Não foi um tapa na cara, mas o que senti soou mais ou menos como se fosse. Naquele momento, me dei conta que minha geração já passara, que minha memória era depositária de acontecimentos históricos e que não pertencia mais àquele mundo a meu lado. Em 64 eu tinha 17 anos e, bem ou mal, estava envolvido nos acontecimentos de então. Digo isto para introduzir Gabeira no assunto. Porque se há jovens que sequer têm ideia do que foi 64, certamente tampouco terão ideia de quem foi Gabeira ou do que fazia nos anos 60.
Bolchevista e terrorista, Gabeira, se alguém não mais lembra, militava no movimento terrorista MR-8, responsável pelo sequestro do embaixador americano Charles Elbrick, em 1969. Gabeira é também um dos responsáveis pela sobrevida política dessa excrescência chamada José Dirceu, que foi banido do país em troca da libertação de Elbrick.

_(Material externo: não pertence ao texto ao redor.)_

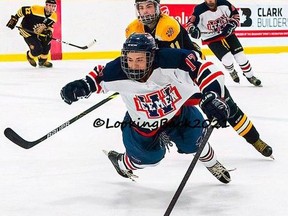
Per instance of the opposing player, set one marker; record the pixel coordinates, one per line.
(36, 28)
(160, 82)
(214, 21)
(166, 30)
(169, 33)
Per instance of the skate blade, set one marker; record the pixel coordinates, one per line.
(131, 176)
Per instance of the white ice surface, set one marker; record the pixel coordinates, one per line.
(68, 174)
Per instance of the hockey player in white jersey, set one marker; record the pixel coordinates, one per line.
(214, 21)
(167, 32)
(158, 87)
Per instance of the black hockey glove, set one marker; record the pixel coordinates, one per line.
(12, 22)
(75, 90)
(48, 35)
(214, 107)
(195, 32)
(228, 29)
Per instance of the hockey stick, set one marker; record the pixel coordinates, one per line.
(15, 138)
(58, 40)
(189, 170)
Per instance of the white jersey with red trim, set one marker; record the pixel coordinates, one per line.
(211, 22)
(177, 77)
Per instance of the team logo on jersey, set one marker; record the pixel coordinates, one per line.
(170, 32)
(159, 103)
(217, 24)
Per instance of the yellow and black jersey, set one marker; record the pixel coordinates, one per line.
(167, 33)
(35, 19)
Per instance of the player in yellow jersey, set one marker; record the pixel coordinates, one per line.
(36, 28)
(169, 33)
(166, 30)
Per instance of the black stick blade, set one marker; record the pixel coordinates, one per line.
(15, 138)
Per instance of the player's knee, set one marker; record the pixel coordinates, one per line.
(227, 59)
(240, 58)
(36, 51)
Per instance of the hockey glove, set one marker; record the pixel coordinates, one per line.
(75, 90)
(228, 29)
(12, 22)
(195, 32)
(214, 107)
(48, 35)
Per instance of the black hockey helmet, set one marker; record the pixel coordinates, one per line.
(151, 18)
(51, 1)
(138, 42)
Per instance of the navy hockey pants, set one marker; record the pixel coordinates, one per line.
(147, 150)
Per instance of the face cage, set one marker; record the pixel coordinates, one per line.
(148, 19)
(136, 74)
(53, 6)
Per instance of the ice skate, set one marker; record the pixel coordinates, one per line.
(235, 76)
(220, 172)
(31, 60)
(114, 157)
(253, 80)
(44, 63)
(263, 148)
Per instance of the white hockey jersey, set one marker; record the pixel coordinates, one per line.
(171, 84)
(212, 22)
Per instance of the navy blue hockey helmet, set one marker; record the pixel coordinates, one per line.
(138, 42)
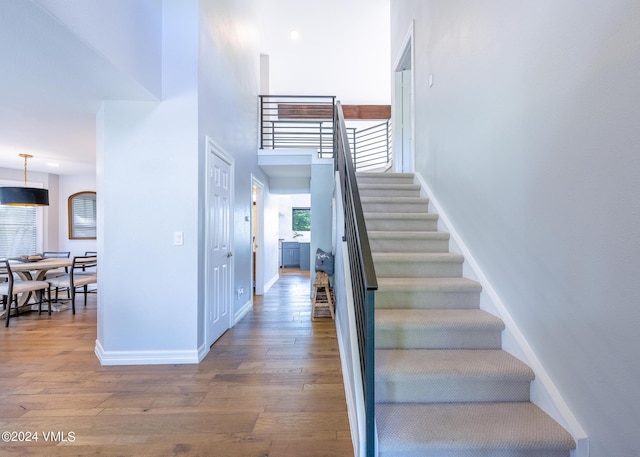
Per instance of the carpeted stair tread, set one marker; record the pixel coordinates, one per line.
(445, 375)
(428, 293)
(389, 188)
(408, 235)
(459, 429)
(417, 257)
(400, 216)
(437, 329)
(379, 199)
(430, 284)
(363, 178)
(408, 241)
(446, 363)
(417, 264)
(429, 319)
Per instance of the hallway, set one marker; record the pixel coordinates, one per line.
(271, 386)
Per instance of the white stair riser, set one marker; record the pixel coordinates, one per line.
(387, 192)
(408, 245)
(481, 452)
(426, 225)
(451, 390)
(426, 299)
(419, 206)
(403, 338)
(361, 179)
(417, 269)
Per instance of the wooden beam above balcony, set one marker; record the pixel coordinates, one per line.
(369, 112)
(316, 111)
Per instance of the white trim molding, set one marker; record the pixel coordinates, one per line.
(145, 357)
(544, 393)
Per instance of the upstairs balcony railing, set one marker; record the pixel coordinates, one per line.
(307, 122)
(293, 121)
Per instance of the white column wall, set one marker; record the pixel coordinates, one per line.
(147, 184)
(529, 140)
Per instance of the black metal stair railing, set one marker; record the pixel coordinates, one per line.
(297, 121)
(363, 274)
(306, 122)
(371, 147)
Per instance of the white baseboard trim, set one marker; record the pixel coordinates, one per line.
(349, 358)
(202, 352)
(242, 312)
(145, 357)
(544, 393)
(271, 282)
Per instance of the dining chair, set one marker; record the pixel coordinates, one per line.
(81, 274)
(93, 290)
(59, 271)
(10, 287)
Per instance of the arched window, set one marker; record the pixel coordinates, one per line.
(82, 216)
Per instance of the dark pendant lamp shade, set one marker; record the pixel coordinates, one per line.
(24, 196)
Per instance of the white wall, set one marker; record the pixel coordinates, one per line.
(135, 49)
(147, 180)
(529, 140)
(343, 48)
(285, 220)
(229, 73)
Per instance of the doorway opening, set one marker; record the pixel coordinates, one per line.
(257, 235)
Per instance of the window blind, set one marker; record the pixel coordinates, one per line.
(83, 210)
(18, 234)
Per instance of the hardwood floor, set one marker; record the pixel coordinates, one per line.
(271, 386)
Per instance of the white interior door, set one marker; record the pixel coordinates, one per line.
(403, 122)
(219, 255)
(407, 124)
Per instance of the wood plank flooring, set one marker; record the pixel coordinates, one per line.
(271, 386)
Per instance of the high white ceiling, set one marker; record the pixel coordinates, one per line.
(52, 81)
(51, 86)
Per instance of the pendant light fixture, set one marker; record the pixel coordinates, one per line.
(24, 196)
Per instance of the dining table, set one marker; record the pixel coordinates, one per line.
(32, 269)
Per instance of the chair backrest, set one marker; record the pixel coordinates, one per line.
(6, 275)
(56, 254)
(84, 263)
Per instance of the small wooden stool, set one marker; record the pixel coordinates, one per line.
(322, 299)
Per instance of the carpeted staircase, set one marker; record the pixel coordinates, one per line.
(444, 387)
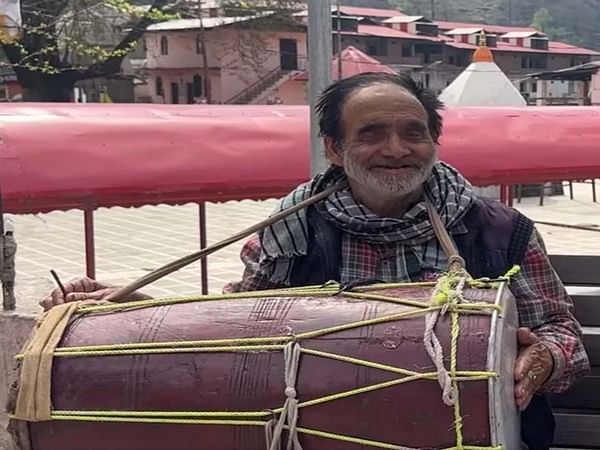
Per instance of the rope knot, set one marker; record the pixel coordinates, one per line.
(290, 392)
(288, 418)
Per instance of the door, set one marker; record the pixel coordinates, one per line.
(288, 51)
(174, 93)
(190, 93)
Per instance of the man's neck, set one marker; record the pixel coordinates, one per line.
(386, 205)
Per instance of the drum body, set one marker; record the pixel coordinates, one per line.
(153, 400)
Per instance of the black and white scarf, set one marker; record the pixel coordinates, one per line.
(450, 193)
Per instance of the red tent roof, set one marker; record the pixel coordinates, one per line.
(353, 62)
(61, 156)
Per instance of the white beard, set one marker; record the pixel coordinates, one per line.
(400, 184)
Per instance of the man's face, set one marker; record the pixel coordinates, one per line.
(386, 144)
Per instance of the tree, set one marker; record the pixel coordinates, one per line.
(62, 42)
(544, 22)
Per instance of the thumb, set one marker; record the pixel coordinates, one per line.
(80, 296)
(526, 337)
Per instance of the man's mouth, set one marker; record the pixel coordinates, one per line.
(393, 166)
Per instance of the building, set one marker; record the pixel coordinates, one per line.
(434, 51)
(295, 91)
(582, 81)
(243, 55)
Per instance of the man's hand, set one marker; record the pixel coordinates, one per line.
(533, 367)
(83, 289)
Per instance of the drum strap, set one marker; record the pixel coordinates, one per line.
(33, 401)
(455, 261)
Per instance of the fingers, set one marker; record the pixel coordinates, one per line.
(96, 295)
(524, 391)
(526, 337)
(77, 289)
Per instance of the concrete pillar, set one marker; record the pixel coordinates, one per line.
(542, 92)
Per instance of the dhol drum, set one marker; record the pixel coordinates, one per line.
(403, 366)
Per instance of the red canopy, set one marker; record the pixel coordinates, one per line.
(60, 156)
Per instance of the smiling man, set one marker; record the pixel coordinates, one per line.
(381, 133)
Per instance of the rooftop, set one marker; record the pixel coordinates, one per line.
(403, 19)
(207, 22)
(500, 29)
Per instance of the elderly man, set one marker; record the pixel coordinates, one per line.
(380, 134)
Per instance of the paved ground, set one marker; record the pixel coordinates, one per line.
(131, 242)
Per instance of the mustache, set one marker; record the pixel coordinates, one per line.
(397, 163)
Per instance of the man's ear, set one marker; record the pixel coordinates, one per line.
(333, 152)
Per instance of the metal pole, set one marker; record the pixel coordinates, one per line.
(319, 69)
(207, 86)
(339, 39)
(203, 244)
(90, 248)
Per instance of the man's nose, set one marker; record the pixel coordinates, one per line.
(395, 146)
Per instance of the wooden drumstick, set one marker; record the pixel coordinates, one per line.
(157, 274)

Após o sequestro, Gabeira foi fazer turismo ideológico em Cuba, foi depois para o para o Chile e acabou caindo na social-democracia sueca, onde, ao que tudo indica, tornou-se mais cordato.
Mas nada justifica seu passado. O sequestro do embaixador ocorreu no final dos anos 60. Gabeira era jornalista e, por uma questão de ofício, pessoa bem informada. Ao aderir a um movimento stalinista, já era grandinho suficientemente para ter plena consciência das purgas de Stalin nos anos 30, dos gulags, da affaire Kravchenko, das denúncias de Kruschov no XX Congresso do PCUS, em 1956. Se optou pelo terrorismo, não foi por falta de informação.
Ano passado, ao ter notícias das bolsas-ditadura recebidas por Ziraldo e Jaguar — isso sem falar nas milhares de outras — Gabeira deitou verbo contra os dois vigaristas do Pasquim. Pois não é que a Folha de São Paulo nos noticiou, em maio passado, que seria julgado pela Comissão de Anistia do Ministério da Justiça um pedido seu para que a União considerasse o tempo em que foi exilado, na época da ditadura militar, para efeitos de aposentadoria.
Entusiasmado com o dinheiro fácil das bolsas-terrorismo, Gabeira deixou cair a máscara de neo-impoluto e mostrou ao que vinha. Ao mesmo tempo em que se sentia moralmente obrigado a denunciar os colegas de vigarice. Na ocasião, afirmou não ter condições de demonstrar no que trabalhou. “Eu pedi para contarem, para efeito de aposentadoria, os anos que passei no exílio. Foram nove anos. Não tenho condições de demonstrar claramente que eu trabalhei. Os dois jornais em que trabalhei, o Binômio e o Panfleto, foram empastelados. O Diário da Noite e o Última Hora fecharam. Para pedir aposentadoria, preciso disso”.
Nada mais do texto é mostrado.